Inspired by military lingo, the notion of “strategy” was introduced into business schools more than 50 years ago.  Later it gelled into courses on “Strategic Management” and in the creation of the corresponding academic departments.  The argument that justified the resulting exclusion of “General Management” courses and departments (which had formerly incorporated strategy) was that strategic management was at the core of general management, or at least it was its main function.  In some business schools the process took place merely to mirror what some prestigious U.S. institutions had done.

Although there are diverse emphases and definitions, generally, strategic management refers to all of the aspects that affect the company, taking the competitive context in which the organization exists into consideration.  The approach attempts to adapt the business organization to its surroundings, seeking opportunities and confronting competitors and possible competitive threats.  Strategic management, then, tends to be the compass for all of senior management’s and the entire organization’s activityThis tendency places businesses at risk of reducing general management to one of its components, and in this way, substituting the whole with one of its parts.

The problem is that strategy is always a means; it is a strategy “to achieve” an ends, generally financial.  What is important is to be successful in attaining the particular objective that the strategy is targeting.  Often there is a tendency to step back from other business elements.  For example, there are strategy books that examine the strategy Madonna implemented to achieve success or how companies like Wal-Mart have succeeded.  For some strategic management professors, Sun Tzu’s The Art of War makes the top of the reading list, characterizing competitors as the enemies to defeat.  Others may not go to this extreme, yet they do see strategy as the essence to achieve financial gain wherever it may be.  Fortunately, there are still plenty of reasonable people – here at IESE amongst them – who know that strategy has a place within a larger context , and in practice, they maintain their general management bearings.

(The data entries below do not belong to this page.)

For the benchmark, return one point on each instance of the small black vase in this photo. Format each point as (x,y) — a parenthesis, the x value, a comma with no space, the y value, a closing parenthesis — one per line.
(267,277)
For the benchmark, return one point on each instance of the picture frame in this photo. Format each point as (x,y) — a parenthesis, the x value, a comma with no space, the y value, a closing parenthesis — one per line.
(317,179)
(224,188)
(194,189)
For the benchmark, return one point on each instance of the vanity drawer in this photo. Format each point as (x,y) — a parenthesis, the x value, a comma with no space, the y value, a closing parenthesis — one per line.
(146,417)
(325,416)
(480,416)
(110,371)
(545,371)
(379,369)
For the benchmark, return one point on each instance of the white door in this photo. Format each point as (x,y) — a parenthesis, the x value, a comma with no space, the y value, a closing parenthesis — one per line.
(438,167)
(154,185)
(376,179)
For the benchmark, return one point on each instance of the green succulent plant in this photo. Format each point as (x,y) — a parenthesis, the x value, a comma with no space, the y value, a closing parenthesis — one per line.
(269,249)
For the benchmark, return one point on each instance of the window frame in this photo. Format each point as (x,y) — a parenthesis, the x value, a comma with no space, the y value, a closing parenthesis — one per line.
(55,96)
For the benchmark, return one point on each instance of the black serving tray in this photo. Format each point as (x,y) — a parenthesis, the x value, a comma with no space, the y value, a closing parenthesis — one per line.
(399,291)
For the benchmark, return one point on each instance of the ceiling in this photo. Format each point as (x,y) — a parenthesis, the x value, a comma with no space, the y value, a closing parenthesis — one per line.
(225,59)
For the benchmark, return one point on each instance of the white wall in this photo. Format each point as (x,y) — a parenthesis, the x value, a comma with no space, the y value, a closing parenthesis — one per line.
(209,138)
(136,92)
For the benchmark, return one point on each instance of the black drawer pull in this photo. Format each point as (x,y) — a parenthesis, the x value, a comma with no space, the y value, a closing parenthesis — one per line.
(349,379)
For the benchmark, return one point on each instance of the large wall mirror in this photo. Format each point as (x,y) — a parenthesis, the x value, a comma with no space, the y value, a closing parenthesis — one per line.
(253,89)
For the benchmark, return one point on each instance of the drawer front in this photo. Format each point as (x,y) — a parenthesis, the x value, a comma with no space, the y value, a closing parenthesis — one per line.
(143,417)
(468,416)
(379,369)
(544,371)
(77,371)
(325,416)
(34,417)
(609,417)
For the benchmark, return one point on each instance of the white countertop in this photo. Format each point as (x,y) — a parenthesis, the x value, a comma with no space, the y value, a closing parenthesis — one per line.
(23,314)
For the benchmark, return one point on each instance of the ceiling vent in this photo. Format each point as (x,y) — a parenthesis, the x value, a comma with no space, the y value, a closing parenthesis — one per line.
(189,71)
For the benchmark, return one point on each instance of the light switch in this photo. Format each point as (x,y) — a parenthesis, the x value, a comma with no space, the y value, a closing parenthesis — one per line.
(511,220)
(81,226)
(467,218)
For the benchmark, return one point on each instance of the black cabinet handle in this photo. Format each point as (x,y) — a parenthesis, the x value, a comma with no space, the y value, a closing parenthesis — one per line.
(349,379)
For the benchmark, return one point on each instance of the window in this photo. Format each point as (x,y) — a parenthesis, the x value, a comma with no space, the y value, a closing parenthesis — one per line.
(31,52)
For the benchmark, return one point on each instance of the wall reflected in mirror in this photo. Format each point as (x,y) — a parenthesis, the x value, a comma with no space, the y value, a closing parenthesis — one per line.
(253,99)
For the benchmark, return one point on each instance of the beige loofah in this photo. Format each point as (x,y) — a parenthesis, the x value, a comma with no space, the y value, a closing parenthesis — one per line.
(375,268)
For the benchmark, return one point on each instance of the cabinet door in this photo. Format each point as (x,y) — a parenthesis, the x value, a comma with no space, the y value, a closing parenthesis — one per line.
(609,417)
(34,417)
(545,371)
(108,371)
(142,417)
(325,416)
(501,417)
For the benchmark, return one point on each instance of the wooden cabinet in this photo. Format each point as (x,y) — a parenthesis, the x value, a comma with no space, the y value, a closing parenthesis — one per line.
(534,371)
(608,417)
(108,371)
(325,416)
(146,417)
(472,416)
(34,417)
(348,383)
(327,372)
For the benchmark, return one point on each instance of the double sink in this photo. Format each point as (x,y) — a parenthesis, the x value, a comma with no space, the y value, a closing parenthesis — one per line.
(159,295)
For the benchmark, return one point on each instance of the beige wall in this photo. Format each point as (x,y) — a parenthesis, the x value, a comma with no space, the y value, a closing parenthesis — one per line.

Does ethics have a place within strategic management?

With some good will, indeed, but as an add-on.  It can be included, ethically evaluating the ultimate purpose of the strategy or resolving ethical dilemmas that its implementation presents.  But it can also easily be omitted, perhaps leaving ethics to the business ethics course alone, saving the discussion about strategy from scrutiny.

Ricardo Currás (Dia) at IESE
Ricardo Currás (DIA)

Fortunately, today there are plenty of leaders who understand strategy’s role within a broader contextRicardo Currás, Executive Director of DIA, a Spanish company that began as a family-run shop and today is a multinational with 44,000 employees, is one of them.  In his November 15 visit to IESE he declared that he “didn’t believe in strategy” and that, “strategy is a word that has become a bit stale because it confines you to a straitjacket. Today you can’t predict the impact you will have on your company’s future. I do, however, believe in direction, in the path that may be the best to take. In addition to sketching strategic plans, we need to continually remind ourselves where we are and where we are going.”

Another great executive, Bill George, CEO of the successful high-tech medical company Medtronic based in Minnesota, defined his company as “a mission-driven company, a values-centered organization and an adaptable business strategy.”

This, I believe, should once again become the general management perspective.  Certainly we should not forget strategy.  Instead, we should emphasize a well thought-out mission centered on enduring values that can solidify over time .  Strategy should support this endeavor, not hold general management back.